Eicoff is based in Chicago, Illinois. Alvin Eicoff, the father of DRTV advertising, founded A. Eicoff & Company in 1959.

Today, the company is led by CEO William McCabe and employs 120 people.

==History==
Alvin Eicoff, the father of DRTV advertising, founded the company in 1959. The agency specialized in direct-response advertising, featuring 60-second to two-minute spots with calls-to-action for viewers. In 1977, AT&T approached A. Eicoff & Company to use 1–800 numbers in its commercials. The 1-800-number model made it possible for advertisers to use the same ad spot nationwide with a centralized call center. The company also claims to have coined the famous "…or your money back!" guarantee at the end of commercials.

In the late 1970s, Eicoff launched the world's first infomercial. The spot was a 30-minute product demonstration for New Generation, a hair product to reverse baldness. In 1981, Eicoff client Time-Life became the first national direct-response advertiser in cable history.

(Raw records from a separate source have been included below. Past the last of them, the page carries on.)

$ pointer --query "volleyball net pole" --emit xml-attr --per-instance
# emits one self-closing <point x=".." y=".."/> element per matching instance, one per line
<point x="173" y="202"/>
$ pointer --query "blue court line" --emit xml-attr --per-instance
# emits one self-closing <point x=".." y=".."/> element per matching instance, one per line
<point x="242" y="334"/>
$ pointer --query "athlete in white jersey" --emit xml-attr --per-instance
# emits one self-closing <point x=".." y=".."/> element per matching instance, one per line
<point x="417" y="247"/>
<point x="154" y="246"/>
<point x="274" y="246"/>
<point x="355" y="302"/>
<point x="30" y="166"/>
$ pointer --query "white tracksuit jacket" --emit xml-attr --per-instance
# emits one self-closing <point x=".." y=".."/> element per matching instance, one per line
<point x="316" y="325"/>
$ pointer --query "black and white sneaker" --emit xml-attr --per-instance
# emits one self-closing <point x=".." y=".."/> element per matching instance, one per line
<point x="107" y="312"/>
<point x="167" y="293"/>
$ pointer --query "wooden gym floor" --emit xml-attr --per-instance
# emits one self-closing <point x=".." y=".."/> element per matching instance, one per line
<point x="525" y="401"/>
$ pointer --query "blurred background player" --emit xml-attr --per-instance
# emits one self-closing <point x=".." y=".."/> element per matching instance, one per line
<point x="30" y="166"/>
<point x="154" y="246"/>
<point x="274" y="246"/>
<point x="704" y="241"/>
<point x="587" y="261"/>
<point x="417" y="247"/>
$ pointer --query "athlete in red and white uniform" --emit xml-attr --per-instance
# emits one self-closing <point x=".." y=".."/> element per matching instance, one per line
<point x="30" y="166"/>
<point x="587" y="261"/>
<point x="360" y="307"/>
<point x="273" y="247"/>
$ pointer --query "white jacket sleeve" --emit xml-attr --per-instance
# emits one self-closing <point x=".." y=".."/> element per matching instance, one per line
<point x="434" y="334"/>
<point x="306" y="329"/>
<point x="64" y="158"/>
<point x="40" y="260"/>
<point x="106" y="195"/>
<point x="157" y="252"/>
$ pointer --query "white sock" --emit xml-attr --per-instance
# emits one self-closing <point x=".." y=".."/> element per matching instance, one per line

In January 1982, Ron Bliwas took over as the company's president and CEO. Later that year, Ogilvy & Mather (now the Ogilvy Group) acquired the company and marked a switch in the agency's focus. In the Chicago Tribune, Bliwas said:"When I became the CEO, I really changed the direction of the agency… we were not going to do slicers and dicers and records. We were going to try to attract Fortune 500 companies."In March 2012, Bliwas stepped down. He had been with A. Eicoff & Co. for 37 years and had served as its head for 27 years. He continues to serve as Acting chairman. William McCabe, who specializes in digital media, took over from Bliwas. McCabe previously served as the company's Executive Vice President and COO.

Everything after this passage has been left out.